China: One-Child Policy Saved Women from Becoming ‘Breeding Machines’

The Associated Press
The Associated Press

China’s Global Times editorialized on Wednesday about the dark side of lifting stern controls on family size in a bid to reverse demographic decline – namely, that women might become “breeding machines” as their families revert to Chinese tradition and pressure them to have a large number of children.

This might seem like an odd concern, since it is the entire point of removing strict limits on family size, assuming Beijing does indeed announce such a policy change, as Bloomberg News anticipated last week.

China is worried that decades of enforced infertility and abortion have left it without enough workers for the high-tech industrial future envisioned by Communist Party head Xi Jinping. Reversing demographic decline will necessarily involve a large number of women giving birth to three or more children. As the American saying goes, it is a feature of the plan, not a bug.

The Global Times seems largely concerned with retroactively justifying the one-child policy, packaging it as an act of state-sponsored feminist enlightenment:

For Chinese women with an awakening awareness for self-development, Bloomberg’s recent news that China is considering an end to all birth limits imposed on families might come as a bomb that may shatter their last harbor for independence in reproductive rights.

Supposedly Chinese women are already chafing under the pressure to have more children after the one-child policy was amended to two children, so all bets are off once the limit is removed entirely:

The news worries many women who believe that, when liberating their rights in deciding how many children they can have, dropping the policy probably will also take something away from them.

“When there is the family planning policy, women who don’t want to have a second or third child can use the policy as an excuse. But if the policy becomes invalid, they would lose this line of defense and have to directly confront their traditional families and society at large,” Wei Tingting, founder of the Guangzhou Gender and Sexuality Education Center, told the Global Times.

In Chinese traditional views, having more children in a family has always been regarded as the right thing to do.

More importantly, given the current unfavorable situation for women in the local job market, the speculation has led many women to worry for their careers.
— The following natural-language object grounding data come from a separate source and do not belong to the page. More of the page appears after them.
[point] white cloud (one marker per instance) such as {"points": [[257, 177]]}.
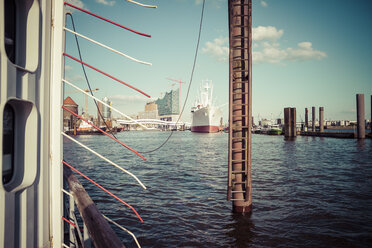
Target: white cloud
{"points": [[272, 53], [218, 48], [78, 3], [106, 2], [305, 51], [266, 48], [266, 33], [130, 98], [68, 67]]}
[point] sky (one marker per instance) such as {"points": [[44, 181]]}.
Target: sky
{"points": [[305, 53]]}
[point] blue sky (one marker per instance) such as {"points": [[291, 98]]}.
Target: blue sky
{"points": [[305, 53]]}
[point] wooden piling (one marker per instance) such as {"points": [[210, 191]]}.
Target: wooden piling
{"points": [[321, 119], [306, 119], [99, 230], [313, 119], [293, 122], [361, 128], [287, 122], [240, 100]]}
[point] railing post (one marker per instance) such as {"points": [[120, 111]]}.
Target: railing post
{"points": [[321, 119], [361, 128]]}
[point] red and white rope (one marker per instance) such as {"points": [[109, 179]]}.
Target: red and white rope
{"points": [[107, 47], [105, 19], [143, 5], [106, 74], [104, 158], [99, 186], [107, 105]]}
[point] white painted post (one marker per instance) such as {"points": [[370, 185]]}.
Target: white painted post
{"points": [[56, 146]]}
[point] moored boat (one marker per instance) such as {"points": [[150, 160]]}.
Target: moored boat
{"points": [[206, 118]]}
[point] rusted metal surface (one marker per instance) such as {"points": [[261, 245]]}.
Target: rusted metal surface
{"points": [[293, 122], [313, 119], [240, 101], [306, 119], [99, 230], [361, 128], [290, 122], [321, 119], [287, 122]]}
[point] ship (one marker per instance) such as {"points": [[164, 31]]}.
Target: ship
{"points": [[206, 118]]}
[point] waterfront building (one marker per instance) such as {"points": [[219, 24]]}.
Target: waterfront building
{"points": [[168, 106], [68, 118]]}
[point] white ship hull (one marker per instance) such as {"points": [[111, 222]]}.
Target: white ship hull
{"points": [[206, 120]]}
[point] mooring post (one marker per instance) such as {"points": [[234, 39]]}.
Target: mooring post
{"points": [[240, 101], [293, 122], [287, 122], [306, 119], [321, 119], [361, 128], [313, 119]]}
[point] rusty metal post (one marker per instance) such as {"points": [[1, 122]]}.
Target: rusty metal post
{"points": [[287, 122], [313, 119], [306, 119], [293, 122], [361, 128], [321, 119], [240, 111]]}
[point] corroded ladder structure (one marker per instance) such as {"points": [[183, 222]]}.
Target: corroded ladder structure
{"points": [[240, 105]]}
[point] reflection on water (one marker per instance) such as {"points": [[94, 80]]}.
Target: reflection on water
{"points": [[307, 192]]}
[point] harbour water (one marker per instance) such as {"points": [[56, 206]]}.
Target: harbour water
{"points": [[307, 192]]}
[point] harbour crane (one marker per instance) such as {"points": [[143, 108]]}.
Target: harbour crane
{"points": [[179, 99], [86, 99]]}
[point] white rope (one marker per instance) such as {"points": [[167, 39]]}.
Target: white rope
{"points": [[95, 98], [143, 5], [107, 47], [67, 193], [123, 228], [107, 160]]}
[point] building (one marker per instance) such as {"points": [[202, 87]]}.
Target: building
{"points": [[69, 119], [151, 111], [168, 106]]}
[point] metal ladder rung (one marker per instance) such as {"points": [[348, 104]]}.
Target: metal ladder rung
{"points": [[242, 93], [237, 172], [238, 191], [243, 182], [240, 59], [240, 127], [239, 138], [239, 48], [238, 149]]}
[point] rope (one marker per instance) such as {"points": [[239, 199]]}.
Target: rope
{"points": [[191, 77], [122, 228], [106, 74], [107, 20], [143, 5], [104, 158], [107, 47], [107, 105], [99, 186], [86, 76], [108, 135]]}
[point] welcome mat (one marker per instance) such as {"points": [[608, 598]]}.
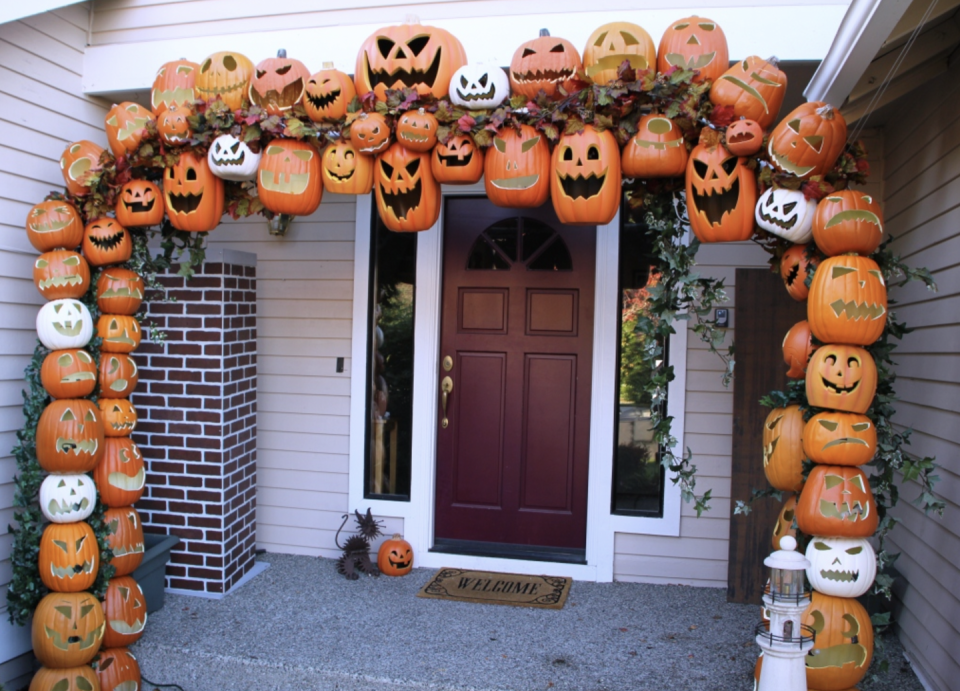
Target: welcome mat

“Under the one-child policy, employers asked female job hunters when they intended on having a child. Under the two-child policy, employers are concerned when they will have a second one. If there is no policy at all, what will they ask and how to answer them?” questioned Ding Kai, a lawyer, on Weibo.

The rest of the world has found ways for women to balance careers and motherhood, although it would be fair to note that most societies are wrestling with difficult conflicts between economics, ideology, and biological reality. The United States, for example, is periodically convulsed with “wage gap” controversies that ignore the tendency of women to choose less risky jobs or take time away from the workforce for motherhood in order to argue that misogyny forces women to earn 70 cents on the male dollar.

China has been criticized for actual, overt sexual discrimination in job advertising, ranging from puerile sexism about staffing offices with pretty girls to postings that specify only men or women who already have children need to apply, because the companies did not want to hire women who might have to leave the job for months to bear children. The Global Times speculates that lifting the two-child limit could put young childless women at a profound disadvantage in the job market compared to those who already have children, even if the discrimination becomes more subtle.

“As a result, many Chinese women now see the positive side of the former one-child policy that they once resented,” the Global Times declared, revealing the true mission statement of the editorial.

With that political marker down, Beijing will attempt to fend off years of criticism that the one-child policy was “barbaric” and “brutal” by using the language of contemporary Western feminism and environmentalism to look on the bright side of forced abortions. Even Vice President Joe Biden tried to warn a Chinese audience during the 2012 presidential campaign that their one-child policy was “not sustainable,” after some obsequious toadying about how he “fully understood” the thinking behind the policy and was not interested in “second-guessing” the Politburo.

If China’s leadership really wants to reverse the country’s demographic decline, it will quietly hope women listen to their allegedly grandchild-hungry mothers instead of Party news magazine editorials.